情報の非対称性:一方だけが多くの情報を持ち、もう一方が持っていないという格差のことをいいます。
例えばアイドルは男性たちのことをよく知らないのに、一方で男性たちは彼女のことをよく知ってるみたいな、そんな状態のことですね。
男性たち:恋愛以外の新しい娯楽の提供
その他にも、男性たちのエネルギーが彼女一人だけに向かないよう、
- 祭事やスポーツ
- あるいは別の大きなプロジェクト
を用意して、彼らの関心を分散させます。
まとめ「彼女は彼女のままで価値がある」
もし現代のアドバイザーが介入していたら、「彼女を神様にするのをやめ、一人の人間として扱うこと」を最優先にしたはずでしょう。

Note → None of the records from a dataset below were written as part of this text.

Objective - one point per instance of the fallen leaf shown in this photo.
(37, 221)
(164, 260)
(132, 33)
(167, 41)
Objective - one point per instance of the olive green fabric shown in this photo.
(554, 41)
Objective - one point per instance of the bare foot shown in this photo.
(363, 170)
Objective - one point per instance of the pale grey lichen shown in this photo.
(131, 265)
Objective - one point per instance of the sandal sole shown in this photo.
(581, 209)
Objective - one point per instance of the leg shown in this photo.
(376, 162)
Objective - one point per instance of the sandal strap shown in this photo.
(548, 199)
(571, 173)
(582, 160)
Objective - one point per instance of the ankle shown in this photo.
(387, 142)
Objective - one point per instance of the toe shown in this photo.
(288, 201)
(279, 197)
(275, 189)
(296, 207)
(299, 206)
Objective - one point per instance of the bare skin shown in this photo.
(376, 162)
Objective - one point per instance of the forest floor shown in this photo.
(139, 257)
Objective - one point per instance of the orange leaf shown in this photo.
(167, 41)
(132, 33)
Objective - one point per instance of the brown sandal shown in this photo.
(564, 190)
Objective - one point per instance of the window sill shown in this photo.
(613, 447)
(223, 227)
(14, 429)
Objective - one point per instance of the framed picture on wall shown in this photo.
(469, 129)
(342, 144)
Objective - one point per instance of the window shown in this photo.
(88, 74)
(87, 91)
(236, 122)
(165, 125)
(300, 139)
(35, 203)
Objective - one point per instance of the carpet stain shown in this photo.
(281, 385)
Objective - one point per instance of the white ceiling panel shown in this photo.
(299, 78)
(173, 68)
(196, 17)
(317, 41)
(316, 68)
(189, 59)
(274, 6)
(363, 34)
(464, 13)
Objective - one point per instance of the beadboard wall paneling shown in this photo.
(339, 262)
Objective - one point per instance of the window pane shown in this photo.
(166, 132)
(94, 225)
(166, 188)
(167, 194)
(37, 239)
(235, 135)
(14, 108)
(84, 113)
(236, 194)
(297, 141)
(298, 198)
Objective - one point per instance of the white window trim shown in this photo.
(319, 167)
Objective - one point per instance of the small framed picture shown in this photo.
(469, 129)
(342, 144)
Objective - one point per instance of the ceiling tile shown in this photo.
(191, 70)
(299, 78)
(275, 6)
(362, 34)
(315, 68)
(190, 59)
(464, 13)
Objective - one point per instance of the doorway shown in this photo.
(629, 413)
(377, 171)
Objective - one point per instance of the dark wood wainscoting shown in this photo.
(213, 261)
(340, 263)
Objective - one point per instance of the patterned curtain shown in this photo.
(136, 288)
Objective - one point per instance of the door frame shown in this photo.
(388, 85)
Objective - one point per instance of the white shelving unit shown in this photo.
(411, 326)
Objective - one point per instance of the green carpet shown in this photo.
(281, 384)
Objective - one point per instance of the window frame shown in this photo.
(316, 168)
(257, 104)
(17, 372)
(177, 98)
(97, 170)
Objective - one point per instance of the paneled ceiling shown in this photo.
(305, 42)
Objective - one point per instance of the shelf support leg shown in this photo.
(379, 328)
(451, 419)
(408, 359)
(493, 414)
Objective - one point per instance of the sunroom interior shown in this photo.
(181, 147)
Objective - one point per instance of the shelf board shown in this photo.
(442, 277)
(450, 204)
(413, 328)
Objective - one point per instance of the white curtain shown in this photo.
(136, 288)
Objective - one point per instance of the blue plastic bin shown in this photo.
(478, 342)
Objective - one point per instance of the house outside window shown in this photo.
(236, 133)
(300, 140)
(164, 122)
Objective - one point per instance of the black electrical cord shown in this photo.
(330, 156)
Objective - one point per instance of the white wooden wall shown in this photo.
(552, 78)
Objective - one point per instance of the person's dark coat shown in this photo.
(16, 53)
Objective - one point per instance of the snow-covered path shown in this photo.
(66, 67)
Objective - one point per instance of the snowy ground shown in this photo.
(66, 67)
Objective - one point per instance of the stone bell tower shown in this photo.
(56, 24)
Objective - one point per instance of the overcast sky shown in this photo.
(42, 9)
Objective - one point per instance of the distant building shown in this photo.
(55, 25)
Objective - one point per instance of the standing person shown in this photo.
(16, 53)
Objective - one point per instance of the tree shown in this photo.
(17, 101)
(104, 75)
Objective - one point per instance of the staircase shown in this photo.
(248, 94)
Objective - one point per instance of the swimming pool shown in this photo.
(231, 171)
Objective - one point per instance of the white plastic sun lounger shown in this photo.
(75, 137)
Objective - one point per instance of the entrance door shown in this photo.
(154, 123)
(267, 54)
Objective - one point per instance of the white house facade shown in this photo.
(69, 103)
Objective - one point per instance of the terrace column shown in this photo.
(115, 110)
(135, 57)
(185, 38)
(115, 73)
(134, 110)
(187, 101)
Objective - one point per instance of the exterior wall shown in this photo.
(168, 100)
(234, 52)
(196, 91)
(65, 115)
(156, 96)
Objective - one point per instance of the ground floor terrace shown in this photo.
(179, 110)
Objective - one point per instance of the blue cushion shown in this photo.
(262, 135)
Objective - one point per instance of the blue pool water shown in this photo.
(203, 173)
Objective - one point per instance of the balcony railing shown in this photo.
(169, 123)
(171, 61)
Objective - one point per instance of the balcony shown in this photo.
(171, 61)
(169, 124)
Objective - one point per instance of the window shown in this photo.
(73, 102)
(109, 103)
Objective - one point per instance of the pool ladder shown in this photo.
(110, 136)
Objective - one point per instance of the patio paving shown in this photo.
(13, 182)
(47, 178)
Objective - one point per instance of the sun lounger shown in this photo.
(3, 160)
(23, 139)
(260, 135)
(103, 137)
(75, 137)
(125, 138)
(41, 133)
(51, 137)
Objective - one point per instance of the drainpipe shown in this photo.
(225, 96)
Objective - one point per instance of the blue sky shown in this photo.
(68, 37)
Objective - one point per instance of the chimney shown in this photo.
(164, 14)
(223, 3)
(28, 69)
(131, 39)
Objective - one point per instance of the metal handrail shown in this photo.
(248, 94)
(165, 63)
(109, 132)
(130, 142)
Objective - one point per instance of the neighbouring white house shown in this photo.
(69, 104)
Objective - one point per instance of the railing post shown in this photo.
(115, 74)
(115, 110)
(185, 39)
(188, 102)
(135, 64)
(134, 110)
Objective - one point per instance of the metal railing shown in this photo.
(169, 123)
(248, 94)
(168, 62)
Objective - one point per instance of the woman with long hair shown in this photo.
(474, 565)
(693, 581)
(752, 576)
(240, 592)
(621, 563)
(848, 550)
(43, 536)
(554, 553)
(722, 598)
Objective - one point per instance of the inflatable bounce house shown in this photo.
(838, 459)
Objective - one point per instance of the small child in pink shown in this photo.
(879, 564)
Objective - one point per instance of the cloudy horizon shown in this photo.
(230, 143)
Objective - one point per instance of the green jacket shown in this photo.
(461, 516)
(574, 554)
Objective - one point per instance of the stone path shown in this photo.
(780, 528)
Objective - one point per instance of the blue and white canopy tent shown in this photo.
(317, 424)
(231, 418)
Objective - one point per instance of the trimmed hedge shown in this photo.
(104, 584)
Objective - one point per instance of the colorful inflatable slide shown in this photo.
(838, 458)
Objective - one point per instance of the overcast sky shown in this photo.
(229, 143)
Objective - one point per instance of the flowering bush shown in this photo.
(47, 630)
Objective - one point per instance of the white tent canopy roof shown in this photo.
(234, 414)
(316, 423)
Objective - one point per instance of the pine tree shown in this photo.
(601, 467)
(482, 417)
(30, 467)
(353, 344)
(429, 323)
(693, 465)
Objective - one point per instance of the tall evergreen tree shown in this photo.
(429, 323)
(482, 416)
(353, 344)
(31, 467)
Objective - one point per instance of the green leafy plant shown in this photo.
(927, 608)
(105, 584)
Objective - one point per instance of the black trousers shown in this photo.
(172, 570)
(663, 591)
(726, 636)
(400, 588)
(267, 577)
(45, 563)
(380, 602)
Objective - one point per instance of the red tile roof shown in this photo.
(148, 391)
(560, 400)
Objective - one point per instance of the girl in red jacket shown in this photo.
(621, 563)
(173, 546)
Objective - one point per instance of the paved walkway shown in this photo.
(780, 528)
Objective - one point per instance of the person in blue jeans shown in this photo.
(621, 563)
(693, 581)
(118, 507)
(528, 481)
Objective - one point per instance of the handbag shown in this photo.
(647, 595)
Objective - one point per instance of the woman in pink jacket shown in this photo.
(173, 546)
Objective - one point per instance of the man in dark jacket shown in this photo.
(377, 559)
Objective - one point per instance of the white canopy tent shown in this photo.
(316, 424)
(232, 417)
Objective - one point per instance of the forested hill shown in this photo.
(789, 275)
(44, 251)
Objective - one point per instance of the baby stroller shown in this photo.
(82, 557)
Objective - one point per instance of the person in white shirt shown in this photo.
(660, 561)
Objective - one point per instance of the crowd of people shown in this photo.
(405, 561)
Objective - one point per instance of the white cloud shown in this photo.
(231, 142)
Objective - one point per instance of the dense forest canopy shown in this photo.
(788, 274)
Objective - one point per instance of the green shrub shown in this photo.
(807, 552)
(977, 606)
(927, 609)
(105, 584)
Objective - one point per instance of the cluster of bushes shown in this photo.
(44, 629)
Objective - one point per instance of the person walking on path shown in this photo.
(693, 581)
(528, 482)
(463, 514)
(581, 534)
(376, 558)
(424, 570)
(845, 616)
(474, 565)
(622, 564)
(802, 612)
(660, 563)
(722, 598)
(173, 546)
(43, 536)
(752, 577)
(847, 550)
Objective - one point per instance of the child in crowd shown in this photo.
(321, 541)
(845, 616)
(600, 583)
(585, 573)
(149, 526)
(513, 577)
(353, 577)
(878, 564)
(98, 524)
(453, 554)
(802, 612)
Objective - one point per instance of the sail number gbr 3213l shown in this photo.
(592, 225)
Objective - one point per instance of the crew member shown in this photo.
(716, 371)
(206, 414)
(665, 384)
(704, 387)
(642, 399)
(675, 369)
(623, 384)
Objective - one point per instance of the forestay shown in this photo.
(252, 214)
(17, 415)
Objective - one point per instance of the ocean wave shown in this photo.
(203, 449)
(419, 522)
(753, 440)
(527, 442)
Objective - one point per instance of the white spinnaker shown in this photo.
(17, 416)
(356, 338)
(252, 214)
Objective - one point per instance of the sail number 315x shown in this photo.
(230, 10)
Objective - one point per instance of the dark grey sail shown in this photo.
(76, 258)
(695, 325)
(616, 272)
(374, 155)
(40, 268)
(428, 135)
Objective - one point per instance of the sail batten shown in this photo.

すなわち、彼女が自分を責めて海に飛び込んでしまう前に、
と、心から寄り添ってあげたかったですね!
現代でも、特定のアイドルや著名人に対して批判や注目が集中すると言った現象は起きていますから、この教訓は決して 過去のものだけではなく、今でも大切にすべきことかもしれません。
おわりに・まとめ
真間の手児奈にまつわる切ない伝説と、それを現代心理学で読み解く視点、いかがでしたか?
時代が変わっても、人の心を揺さぶる「モテ」の仕組みや執着の心理は、驚くほど変わらないものですね。
ハロー効果や希少性の原理といった心理学の視点を入れることで、教科書的な「伝説」が、人間味あふれるリアルな物語に見えてくるから不思議です。
もし、手児奈ちゃんが現代に生きていたら、きっともっと自分らしく、自由に恋を楽しめていたかもしれませんね!
ぜひ今の私たちの生き方にも役立つ知恵として、この視点を知っておいてもらえると、嬉しい限りです!